During the late 19th century, humanitarian reformers repeatedly called for the government to support schools to teach Indian children "the white man's way of life," end corruption on Indian reservations, and eradicate tribal organizations. The federal government partly adopted the reformers' agenda. Many reformers denounced corruption in the Indian Bureau, which had been set up in 1824 to provide assistance to Indians. In 1869, one member of the House of Representatives said, "No branch of the federal government is so spotted with fraud, so tainted with corruption...as this Indian Bureau." To end corruption, Congress established the Board of Indian Commissioners in 1869, which had the major Protestant religious denominations appoint agents to run Indian reservations. The agents were to educate and Christianize the Indians and teach them to farm. Dissatisfaction with bickering among church groups and the inexperience of church agents led the federal government to replace church-appointed Indian agents with federally-appointed agents during the 1880s.

In 1871 to weaken the authority of tribal leaders, Congress ended the practice of treating tribes as sovereign nations.

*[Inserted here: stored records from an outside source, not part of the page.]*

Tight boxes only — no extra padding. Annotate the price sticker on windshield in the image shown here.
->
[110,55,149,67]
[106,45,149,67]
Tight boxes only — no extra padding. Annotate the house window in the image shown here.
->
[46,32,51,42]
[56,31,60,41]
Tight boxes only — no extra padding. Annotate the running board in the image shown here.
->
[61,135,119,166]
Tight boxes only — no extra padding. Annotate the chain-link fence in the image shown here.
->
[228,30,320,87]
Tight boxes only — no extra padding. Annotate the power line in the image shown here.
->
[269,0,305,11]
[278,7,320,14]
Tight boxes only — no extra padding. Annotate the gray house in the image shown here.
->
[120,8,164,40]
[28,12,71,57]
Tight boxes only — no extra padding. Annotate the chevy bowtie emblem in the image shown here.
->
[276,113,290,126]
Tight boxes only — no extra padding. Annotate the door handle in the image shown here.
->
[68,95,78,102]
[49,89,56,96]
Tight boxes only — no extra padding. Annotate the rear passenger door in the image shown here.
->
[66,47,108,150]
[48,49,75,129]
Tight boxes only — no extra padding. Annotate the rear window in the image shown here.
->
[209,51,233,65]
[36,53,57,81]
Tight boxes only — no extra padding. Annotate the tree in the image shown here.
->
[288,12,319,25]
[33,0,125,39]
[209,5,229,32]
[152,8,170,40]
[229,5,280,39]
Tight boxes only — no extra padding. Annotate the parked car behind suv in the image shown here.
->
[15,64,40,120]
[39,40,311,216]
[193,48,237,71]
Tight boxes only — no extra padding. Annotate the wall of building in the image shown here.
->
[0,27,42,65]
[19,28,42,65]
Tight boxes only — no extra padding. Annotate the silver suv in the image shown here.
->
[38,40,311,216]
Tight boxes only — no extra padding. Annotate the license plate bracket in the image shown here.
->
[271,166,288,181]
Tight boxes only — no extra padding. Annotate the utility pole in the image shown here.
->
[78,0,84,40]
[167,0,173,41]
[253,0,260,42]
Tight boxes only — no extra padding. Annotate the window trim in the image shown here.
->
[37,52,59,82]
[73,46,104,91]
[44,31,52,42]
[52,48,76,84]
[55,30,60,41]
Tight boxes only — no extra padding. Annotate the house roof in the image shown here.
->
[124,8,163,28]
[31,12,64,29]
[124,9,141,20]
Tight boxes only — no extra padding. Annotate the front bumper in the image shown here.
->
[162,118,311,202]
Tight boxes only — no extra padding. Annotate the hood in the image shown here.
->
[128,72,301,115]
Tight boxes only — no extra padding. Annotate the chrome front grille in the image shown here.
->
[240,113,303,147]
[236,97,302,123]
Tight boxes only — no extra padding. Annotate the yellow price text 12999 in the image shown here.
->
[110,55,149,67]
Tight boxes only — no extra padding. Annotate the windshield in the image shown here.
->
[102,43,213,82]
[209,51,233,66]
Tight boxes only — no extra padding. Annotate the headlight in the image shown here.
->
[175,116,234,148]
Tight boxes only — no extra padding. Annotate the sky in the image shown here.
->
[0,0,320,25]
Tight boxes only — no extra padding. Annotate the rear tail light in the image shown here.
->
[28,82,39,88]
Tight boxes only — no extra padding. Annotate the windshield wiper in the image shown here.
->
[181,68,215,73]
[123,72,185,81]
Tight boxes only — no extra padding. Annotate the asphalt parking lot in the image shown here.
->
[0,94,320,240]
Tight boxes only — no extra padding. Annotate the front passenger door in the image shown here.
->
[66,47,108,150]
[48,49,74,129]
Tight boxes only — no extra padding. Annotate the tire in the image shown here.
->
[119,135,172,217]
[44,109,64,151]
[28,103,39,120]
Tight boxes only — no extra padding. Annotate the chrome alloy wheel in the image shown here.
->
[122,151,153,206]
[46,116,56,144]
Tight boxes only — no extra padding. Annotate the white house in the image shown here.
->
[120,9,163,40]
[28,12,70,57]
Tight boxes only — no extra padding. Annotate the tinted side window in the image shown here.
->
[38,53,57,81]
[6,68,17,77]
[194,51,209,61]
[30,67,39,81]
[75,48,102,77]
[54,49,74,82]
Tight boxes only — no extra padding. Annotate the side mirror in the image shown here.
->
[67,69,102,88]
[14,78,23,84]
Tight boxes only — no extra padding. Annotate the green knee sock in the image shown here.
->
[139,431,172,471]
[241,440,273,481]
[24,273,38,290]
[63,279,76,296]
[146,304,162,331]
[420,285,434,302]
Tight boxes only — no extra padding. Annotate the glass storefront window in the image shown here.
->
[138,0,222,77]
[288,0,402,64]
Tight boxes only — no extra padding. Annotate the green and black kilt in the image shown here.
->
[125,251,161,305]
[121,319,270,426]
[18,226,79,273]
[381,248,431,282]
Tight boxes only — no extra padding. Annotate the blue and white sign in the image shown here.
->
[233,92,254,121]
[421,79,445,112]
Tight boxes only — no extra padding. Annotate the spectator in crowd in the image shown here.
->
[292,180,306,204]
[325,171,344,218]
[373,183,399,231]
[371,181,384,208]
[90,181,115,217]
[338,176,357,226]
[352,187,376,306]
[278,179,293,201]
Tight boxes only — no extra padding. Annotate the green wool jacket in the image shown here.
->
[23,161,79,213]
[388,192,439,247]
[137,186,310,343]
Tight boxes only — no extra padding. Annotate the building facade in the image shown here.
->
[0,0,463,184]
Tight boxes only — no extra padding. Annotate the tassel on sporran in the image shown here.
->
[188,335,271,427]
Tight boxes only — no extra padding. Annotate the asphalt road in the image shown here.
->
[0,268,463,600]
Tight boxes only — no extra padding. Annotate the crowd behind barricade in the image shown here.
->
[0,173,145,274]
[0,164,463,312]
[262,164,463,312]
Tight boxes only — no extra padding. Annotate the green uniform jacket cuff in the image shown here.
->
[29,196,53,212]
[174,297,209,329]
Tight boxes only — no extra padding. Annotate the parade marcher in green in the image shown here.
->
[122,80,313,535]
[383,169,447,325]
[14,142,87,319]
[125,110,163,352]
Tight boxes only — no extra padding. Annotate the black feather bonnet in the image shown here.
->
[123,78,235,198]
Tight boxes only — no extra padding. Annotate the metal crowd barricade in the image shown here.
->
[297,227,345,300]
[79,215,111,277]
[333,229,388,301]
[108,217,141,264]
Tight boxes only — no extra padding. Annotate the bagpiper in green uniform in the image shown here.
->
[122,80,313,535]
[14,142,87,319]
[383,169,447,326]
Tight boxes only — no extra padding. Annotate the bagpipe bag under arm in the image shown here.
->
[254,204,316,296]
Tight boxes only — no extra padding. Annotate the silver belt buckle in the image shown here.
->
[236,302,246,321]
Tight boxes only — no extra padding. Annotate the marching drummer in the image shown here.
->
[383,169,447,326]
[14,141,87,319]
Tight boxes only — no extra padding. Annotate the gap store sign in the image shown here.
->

To undermine older systems of tribal justice, Congress, in 1882, created a Court of Indian Offenses to try Indians who violated government laws and rules.

Natives arriving at the Carlisle Indian School in Pennsylvania.

Questions:

0. Why would the U.S. Government want to end Native American culture?

1. I think it's safe to assume that most of us feel that the handling of the Native Americans wasn't proper, fair, or dignified. With that concession made, why do you think the U.S. Government wanted the Natives off of the land?

2. Between the three articles, which one do you think created the worst situation and why?

3. Here we are 140 years later, the Native Americans have been removed from the land for all of that time and we have lived our lives our way. There has been a resurgence recently, of talk about how poorly the Natives were treated. Many say that it was wrong to kick the Natives off of the land. However, if the Natives weren't removed from the land, you probably wouldn't be living the way you are, or where you are. The question I have for you is this. Would you be willing to give up everything you have today, to allow the Natives to live on the land like they used to?